The Paying Guests by Sarah Waters

The British author, Sarah Waters, is no stranger to the Man Booker award. She was first shortlisted for the prize in 2002 for her spell-binding Dickensian masterpiece, Fingersmith. Then came The Night Watch in 2006, followed by the ghost story, The Little Stranger (2009). Both are set in 1940s England and were shortlisted for the Booker.

The amount of historical research done for her latest crime novel, The Paying Guests, is evident from start to finish. Set in 1922 London, it focuses on a mother, aged 55, and daughter, aged 26, reeling from financial and personal losses. Frances Wray has lost both of her brothers in WWI, as well as her father some time later. Now, with barely enough savings to keep their home, Frances and her mother decide to rent out the rooms upstairs.

"The Paying Guests," as the boarders are referred to, are from the lower middle classes - the new "clerk class." Leonard Barber works in an office; his wife, Lilian, lounges about the house in theatrical clothes. The unhappy details of their marriage gradually become known to the reader as Frances ease-drops on their conversations.

The most sympathetic character in the book is Frances. A former suffragette, she once had dreams of a bohemian life. She and her friend, Christine, hoped to make a life together and support themselves by working. This is a new life choice for post-Edwardian women. But loss of her father and brothers, coupled with her mother's sheer helplessness, make this dream impossible. Admirably, Frances never feels sorry for herself. She goes about her days immersing herself in the tasks at hand.
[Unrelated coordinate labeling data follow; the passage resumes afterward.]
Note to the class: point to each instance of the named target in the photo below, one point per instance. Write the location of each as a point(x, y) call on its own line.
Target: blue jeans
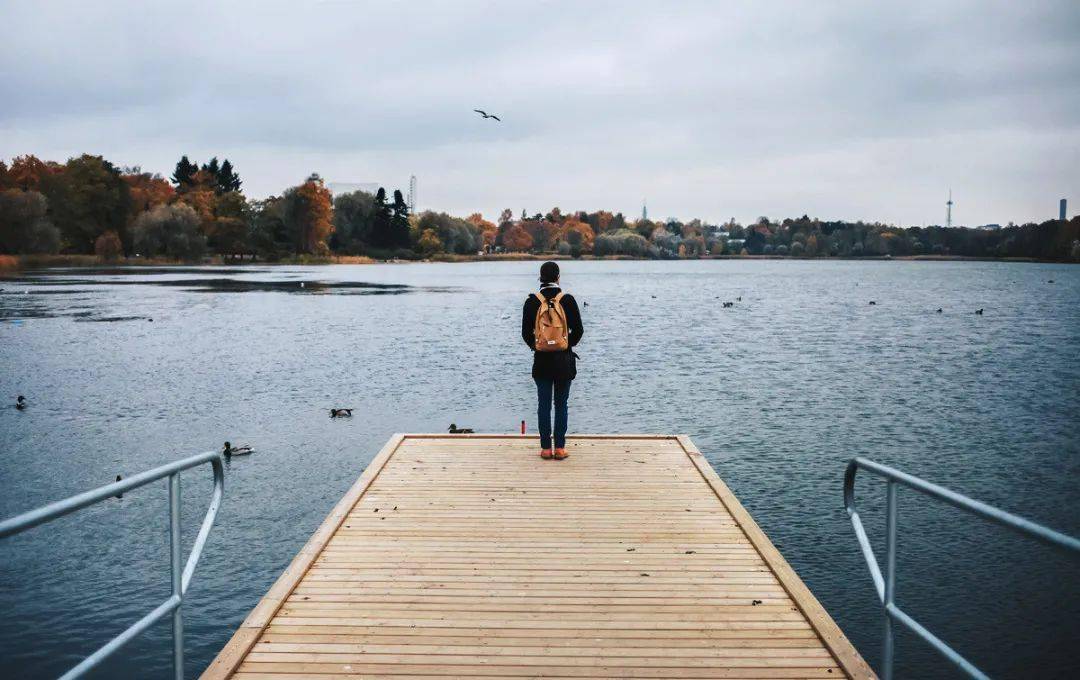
point(561, 390)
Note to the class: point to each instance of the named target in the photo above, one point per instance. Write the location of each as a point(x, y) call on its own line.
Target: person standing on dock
point(551, 327)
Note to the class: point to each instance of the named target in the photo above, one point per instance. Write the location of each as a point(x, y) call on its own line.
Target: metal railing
point(180, 579)
point(886, 585)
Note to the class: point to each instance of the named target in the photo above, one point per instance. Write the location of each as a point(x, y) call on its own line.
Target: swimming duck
point(229, 450)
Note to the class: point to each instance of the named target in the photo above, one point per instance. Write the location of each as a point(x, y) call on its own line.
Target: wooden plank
point(468, 556)
point(850, 660)
point(230, 656)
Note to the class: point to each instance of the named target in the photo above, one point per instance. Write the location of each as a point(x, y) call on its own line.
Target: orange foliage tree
point(515, 239)
point(578, 234)
point(487, 230)
point(147, 191)
point(309, 215)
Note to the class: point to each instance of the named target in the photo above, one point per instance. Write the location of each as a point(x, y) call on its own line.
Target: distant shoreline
point(14, 263)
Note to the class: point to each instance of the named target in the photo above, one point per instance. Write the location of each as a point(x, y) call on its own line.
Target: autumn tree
point(227, 232)
point(429, 243)
point(455, 234)
point(170, 231)
point(353, 221)
point(515, 239)
point(486, 229)
point(308, 215)
point(88, 199)
point(147, 190)
point(578, 235)
point(108, 247)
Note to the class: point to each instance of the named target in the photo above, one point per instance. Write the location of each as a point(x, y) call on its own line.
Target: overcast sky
point(841, 110)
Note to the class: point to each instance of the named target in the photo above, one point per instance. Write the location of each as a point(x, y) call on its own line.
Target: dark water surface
point(779, 392)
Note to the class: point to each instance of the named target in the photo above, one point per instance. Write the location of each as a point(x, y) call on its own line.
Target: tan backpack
point(551, 331)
Waters' prose is lyrical as she uses the condition of the newly washed floor as a metaphor for life in general and Frances' life in particular.

How pleasing each glossy tile was. The gloss would fade in about five minutes as the surface dried; but everything faded. The vital thing was to make the most of the moments of brightness. There was no point in dwelling on the scuffs...She had--what did she have?--Little pleasures like this. Little successes in the kitchen. The cigarette at the end of the day. Cinema with her mother on a Wednesday. Regular trips into Town.  (p. 24)

One feels absolutely transported--lulled by the quiet observations of our protagonist. And just when the reader feels secure in the story being told--midway through this 550+ page book--everything changes. A completely new plot unfolds. Frances' attraction to Lillian builds very gradually, as does their mutual passion. And then something shocking happens--a point of no return for Frances and Lillian. Passion is followed by murder. Nail-biting suspense replaces the slow pace of what seemed to be a gentle, domestic drama.

Sarah Waters masterfully analyzes an ethical dilemma and "the corrosive psychology of guilt." To quote Elizabeth Lowry of The Wall Street Journal:

The pressure that remorse and moral responsibility bring to bear on their love affair is unpacked with exquisite pathos, so that whether their relationship will survive at all remains uncertain until the very
last paragraph. It is a finely tweaked conclusion to an unnerving novel in which, in the end, almost everyone pays.

The Wall Street Journal online, September 19, 2014

If you are a fan of period literature, fine prose, or erotic thrillers, The Paying Guests is not to be missed.